Wayne Swan. File photo / Mark Mitchell
Wayne Swan. File photo / Mark Mitchell

Australia's big four banks are facing an increasingly strong coalition of outraged consumers, farmers, politicians and business leaders in a stand-off over interest rates.

The Reserve Bank , by deciding yesterday to resist a third consecutive cut and hold the official cash rate steady at 4.25 per cent, may have brought some of the heat upon itself, but fury is still aimed directly at the Commonwealth, ANZ, National Australia and Westpac banks.

The central bank's decision angered sectors such as the embattled housing industry and unions covering manufacturing, tourism and other industries hard hit by the strength of the Australian dollar.
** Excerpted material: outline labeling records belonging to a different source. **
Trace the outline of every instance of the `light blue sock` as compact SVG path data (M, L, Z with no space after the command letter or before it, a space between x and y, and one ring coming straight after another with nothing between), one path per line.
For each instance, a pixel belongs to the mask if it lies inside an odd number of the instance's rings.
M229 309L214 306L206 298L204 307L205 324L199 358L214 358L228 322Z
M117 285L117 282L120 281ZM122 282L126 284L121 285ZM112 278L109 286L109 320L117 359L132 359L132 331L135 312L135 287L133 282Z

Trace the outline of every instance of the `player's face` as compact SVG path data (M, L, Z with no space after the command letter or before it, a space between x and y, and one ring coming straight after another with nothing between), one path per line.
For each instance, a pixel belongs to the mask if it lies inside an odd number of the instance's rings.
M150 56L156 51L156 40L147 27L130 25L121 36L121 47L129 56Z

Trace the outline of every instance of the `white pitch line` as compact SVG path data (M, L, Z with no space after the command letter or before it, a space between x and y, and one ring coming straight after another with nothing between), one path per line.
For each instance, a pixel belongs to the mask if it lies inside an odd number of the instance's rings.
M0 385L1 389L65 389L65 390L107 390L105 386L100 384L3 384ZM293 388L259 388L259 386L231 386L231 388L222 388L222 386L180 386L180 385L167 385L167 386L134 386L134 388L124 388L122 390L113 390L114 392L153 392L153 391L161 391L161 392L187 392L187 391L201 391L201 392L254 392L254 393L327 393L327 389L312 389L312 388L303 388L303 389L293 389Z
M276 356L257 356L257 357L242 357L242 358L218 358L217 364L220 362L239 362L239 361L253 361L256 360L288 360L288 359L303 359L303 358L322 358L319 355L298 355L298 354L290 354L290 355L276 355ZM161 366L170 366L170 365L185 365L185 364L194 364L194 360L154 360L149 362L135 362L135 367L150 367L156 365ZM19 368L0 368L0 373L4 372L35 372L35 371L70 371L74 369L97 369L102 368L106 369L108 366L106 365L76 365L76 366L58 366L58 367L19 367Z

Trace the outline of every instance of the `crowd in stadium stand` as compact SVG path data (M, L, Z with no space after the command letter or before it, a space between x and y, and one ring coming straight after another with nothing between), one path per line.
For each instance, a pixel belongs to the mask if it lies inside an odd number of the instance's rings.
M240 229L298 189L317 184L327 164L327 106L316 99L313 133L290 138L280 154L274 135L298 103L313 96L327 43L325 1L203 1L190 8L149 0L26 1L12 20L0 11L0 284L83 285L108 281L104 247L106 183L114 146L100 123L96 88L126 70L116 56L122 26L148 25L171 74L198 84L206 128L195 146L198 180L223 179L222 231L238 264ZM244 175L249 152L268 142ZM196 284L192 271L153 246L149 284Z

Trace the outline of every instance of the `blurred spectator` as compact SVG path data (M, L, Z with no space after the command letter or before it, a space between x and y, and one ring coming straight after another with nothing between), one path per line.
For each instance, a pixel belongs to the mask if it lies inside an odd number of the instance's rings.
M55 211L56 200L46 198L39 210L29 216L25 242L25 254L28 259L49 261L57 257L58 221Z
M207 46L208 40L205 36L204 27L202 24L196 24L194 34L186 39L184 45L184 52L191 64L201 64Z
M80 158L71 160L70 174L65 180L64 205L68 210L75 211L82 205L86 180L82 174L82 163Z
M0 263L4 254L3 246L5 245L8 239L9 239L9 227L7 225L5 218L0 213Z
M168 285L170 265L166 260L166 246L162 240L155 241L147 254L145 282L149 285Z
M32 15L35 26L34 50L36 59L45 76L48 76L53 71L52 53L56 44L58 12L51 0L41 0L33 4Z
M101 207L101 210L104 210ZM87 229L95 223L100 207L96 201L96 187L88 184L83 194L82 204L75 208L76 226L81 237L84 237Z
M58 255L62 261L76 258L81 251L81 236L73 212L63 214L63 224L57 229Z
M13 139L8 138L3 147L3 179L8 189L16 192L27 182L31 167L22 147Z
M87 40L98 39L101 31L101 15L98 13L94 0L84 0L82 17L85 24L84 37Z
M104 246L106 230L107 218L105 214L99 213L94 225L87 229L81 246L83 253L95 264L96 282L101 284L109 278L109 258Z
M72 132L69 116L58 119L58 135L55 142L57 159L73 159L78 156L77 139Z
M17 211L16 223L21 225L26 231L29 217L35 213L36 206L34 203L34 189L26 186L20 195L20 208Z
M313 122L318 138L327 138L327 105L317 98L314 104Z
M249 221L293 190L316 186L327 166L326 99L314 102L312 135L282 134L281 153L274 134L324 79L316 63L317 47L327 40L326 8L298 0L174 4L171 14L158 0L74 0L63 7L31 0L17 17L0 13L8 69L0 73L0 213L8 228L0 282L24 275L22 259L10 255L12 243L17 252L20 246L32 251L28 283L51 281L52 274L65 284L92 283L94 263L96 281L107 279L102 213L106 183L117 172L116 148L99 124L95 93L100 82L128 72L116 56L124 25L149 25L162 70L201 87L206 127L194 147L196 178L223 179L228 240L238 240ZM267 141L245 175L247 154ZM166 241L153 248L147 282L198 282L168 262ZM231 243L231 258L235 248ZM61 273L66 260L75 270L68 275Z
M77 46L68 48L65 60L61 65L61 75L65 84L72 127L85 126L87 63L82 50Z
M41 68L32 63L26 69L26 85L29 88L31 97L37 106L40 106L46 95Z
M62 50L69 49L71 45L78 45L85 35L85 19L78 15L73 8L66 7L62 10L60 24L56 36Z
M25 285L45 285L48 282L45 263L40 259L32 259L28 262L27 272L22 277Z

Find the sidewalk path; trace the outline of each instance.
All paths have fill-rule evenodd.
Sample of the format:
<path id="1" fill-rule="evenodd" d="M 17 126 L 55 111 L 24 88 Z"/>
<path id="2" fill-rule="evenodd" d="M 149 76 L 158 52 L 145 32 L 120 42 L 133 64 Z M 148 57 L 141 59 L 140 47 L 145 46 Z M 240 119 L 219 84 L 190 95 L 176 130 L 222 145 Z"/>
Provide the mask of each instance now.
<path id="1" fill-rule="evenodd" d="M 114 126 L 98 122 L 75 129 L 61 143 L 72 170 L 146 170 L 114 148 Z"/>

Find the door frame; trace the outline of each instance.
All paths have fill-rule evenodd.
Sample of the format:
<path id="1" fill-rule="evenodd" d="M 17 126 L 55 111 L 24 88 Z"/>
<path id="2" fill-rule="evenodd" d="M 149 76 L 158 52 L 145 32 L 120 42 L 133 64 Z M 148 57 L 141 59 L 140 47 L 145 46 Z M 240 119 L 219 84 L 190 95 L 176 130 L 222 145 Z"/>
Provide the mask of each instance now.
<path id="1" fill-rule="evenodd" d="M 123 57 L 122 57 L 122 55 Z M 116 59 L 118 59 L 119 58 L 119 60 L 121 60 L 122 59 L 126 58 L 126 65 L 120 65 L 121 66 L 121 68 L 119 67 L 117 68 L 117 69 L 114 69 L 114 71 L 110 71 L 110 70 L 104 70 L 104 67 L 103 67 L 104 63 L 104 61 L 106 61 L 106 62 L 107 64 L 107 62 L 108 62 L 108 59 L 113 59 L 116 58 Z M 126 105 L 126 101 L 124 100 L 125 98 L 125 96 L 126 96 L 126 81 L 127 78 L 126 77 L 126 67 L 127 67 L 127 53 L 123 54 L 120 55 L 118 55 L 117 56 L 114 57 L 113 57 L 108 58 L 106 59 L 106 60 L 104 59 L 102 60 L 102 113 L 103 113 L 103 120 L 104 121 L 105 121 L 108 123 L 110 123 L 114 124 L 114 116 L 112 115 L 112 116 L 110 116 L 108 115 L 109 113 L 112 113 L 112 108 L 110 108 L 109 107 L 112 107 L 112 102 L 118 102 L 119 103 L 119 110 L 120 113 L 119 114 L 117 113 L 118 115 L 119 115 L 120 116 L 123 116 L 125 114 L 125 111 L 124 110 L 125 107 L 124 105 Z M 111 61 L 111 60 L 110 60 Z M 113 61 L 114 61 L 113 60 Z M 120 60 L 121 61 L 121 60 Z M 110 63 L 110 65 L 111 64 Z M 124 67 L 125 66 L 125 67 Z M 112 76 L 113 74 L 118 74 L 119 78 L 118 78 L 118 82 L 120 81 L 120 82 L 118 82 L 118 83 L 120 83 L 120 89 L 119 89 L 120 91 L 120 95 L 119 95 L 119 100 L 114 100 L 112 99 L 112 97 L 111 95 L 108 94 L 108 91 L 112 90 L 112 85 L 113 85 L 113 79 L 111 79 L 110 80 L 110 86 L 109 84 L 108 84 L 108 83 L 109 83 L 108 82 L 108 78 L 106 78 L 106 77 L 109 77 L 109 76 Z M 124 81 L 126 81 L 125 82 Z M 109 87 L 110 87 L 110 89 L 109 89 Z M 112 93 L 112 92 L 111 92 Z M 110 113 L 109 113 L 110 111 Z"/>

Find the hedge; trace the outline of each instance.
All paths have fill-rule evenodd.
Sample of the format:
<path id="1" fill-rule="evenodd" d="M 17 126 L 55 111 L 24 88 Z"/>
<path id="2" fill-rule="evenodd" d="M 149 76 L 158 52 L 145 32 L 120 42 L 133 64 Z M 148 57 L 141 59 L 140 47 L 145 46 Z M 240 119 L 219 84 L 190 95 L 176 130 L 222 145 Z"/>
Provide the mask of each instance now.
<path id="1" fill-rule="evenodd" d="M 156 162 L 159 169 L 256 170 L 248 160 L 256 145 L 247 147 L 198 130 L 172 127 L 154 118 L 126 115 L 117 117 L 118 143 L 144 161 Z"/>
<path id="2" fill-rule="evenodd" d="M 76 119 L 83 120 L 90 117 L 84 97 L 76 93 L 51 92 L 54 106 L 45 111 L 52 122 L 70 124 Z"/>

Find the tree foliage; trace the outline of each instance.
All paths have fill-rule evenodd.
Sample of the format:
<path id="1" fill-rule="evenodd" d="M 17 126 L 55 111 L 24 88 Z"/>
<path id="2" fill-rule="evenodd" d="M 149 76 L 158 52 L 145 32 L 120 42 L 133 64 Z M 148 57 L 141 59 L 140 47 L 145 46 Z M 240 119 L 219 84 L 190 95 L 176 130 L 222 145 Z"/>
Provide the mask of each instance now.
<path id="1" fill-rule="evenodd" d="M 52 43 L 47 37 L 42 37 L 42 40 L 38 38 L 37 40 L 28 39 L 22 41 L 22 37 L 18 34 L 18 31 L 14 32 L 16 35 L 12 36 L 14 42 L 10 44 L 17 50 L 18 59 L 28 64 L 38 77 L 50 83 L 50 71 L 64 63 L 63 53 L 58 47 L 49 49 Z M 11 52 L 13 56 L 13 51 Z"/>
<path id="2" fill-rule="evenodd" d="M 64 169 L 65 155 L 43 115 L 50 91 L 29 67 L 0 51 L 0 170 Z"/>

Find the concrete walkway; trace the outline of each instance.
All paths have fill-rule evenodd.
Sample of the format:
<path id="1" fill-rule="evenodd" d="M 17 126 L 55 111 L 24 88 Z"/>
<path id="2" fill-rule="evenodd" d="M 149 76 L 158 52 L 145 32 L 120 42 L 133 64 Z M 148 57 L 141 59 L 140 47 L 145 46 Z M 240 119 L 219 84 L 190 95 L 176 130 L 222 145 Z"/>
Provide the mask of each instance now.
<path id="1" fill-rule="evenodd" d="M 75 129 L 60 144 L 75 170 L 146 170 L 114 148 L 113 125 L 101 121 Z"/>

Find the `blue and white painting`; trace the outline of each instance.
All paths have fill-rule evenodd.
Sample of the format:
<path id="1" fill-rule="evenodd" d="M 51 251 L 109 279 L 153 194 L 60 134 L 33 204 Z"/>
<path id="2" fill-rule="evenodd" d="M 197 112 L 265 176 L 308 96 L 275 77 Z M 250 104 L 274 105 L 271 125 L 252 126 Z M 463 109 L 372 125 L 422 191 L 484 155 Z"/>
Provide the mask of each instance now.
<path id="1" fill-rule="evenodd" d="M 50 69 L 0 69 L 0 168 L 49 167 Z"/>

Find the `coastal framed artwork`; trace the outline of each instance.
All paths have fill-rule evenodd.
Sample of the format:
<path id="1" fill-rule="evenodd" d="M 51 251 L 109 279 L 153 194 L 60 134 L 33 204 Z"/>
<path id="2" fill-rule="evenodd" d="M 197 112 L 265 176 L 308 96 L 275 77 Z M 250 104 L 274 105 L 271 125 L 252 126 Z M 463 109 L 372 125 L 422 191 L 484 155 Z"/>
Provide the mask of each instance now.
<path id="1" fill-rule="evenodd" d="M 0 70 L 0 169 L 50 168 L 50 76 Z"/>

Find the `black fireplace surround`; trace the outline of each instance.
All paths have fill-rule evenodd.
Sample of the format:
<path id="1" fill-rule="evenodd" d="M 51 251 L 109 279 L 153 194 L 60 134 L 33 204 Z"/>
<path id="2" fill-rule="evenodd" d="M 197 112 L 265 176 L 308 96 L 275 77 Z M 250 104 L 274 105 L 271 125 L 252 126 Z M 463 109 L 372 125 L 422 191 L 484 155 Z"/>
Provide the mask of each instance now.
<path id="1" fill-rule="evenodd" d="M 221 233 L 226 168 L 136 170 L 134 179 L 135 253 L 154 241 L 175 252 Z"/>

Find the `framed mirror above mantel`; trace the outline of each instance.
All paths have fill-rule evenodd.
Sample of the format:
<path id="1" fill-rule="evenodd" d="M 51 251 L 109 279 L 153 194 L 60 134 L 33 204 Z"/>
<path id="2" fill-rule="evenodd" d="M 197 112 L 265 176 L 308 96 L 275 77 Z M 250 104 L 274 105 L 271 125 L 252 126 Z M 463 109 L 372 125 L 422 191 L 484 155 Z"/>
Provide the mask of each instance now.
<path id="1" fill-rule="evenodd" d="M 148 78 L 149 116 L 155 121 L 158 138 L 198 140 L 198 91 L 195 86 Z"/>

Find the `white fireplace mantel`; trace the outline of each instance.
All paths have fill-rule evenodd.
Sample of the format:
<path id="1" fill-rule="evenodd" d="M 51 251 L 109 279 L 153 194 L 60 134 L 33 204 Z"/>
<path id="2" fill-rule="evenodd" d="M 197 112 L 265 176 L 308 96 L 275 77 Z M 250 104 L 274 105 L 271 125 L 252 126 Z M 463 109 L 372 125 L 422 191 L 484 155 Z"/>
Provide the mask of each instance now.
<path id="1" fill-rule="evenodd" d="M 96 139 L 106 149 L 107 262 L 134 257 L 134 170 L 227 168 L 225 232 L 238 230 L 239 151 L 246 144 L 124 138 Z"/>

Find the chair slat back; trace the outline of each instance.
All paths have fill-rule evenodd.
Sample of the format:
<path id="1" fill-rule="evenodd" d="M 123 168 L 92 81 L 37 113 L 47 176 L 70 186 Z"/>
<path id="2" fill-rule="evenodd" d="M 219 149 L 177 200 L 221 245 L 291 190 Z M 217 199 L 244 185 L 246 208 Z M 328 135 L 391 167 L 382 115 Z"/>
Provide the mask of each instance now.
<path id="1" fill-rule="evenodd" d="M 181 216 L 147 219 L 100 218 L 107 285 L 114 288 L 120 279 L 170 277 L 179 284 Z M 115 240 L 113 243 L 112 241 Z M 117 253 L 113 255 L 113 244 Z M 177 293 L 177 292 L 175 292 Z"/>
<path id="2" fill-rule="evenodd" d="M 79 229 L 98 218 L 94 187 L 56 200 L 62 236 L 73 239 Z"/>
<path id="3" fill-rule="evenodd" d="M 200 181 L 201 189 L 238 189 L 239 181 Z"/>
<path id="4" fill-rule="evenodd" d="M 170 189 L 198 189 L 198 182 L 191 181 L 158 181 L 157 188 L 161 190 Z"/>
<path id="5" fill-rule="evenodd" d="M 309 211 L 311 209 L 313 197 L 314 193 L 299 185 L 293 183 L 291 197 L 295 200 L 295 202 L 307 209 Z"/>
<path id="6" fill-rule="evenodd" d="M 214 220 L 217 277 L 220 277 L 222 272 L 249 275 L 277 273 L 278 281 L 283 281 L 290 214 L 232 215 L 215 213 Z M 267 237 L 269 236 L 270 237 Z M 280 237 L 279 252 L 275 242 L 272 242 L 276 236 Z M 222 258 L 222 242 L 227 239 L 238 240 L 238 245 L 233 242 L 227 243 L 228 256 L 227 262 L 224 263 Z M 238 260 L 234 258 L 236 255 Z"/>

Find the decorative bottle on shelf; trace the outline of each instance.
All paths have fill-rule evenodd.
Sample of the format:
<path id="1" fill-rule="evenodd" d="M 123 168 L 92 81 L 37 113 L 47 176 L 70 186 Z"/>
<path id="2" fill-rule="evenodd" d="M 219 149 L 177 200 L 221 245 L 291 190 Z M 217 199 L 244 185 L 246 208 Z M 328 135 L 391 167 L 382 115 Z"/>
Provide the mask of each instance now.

But the major banks are the prime target after indicating they would not be bound to follow any Reserve Bank rate reductions. The NAB, which yesterday reported a 7.7 per cent rise in first-quarter cash profit to A$1.4 billion ($1.8 billion), has said it will keep its standard variable rate below those of the other major banks for the rest of the year. It stopped short of promising to follow official cash rate reductions.

The banks have argued that offshore funding costs have soared because of the European debt crisis, and that local costs have also risen because of stronger competition for deposits, and from minor lenders buoyed by the axing of mortgage exit fees.

But critics have dismissed the argument, with unions and farmers saying new regulations might be needed to bring the banks into line.

Australian Council of Trade Unions president Ged Kearney said the majors could not justify failing to pass on Reserve Bank rate cuts when their combined profit last year reached A$25.2 billion and their chief executives earned a combined A$28.6 million.

The big four also slashed 3300 jobs last year, with a further 730 announced so far this year.

National Party leader Warren Truss said that only one agribusiness lender, Suncorp Agribusiness, passed on the Reserve Bank's full 0.5 per cent rate cut in November and December last year.

Treasurer Wayne Swan said there was no excuse for banks not to pass on reductions in the official cash rate, and urged customers to shop around. He said the major banks were hugely profitable, with net interest margins back to pre-GFC levels and returns on equity far higher than for American or European banks, but believed they had a right, "irrespective of any particular market condition, to maintain forever huge profitability".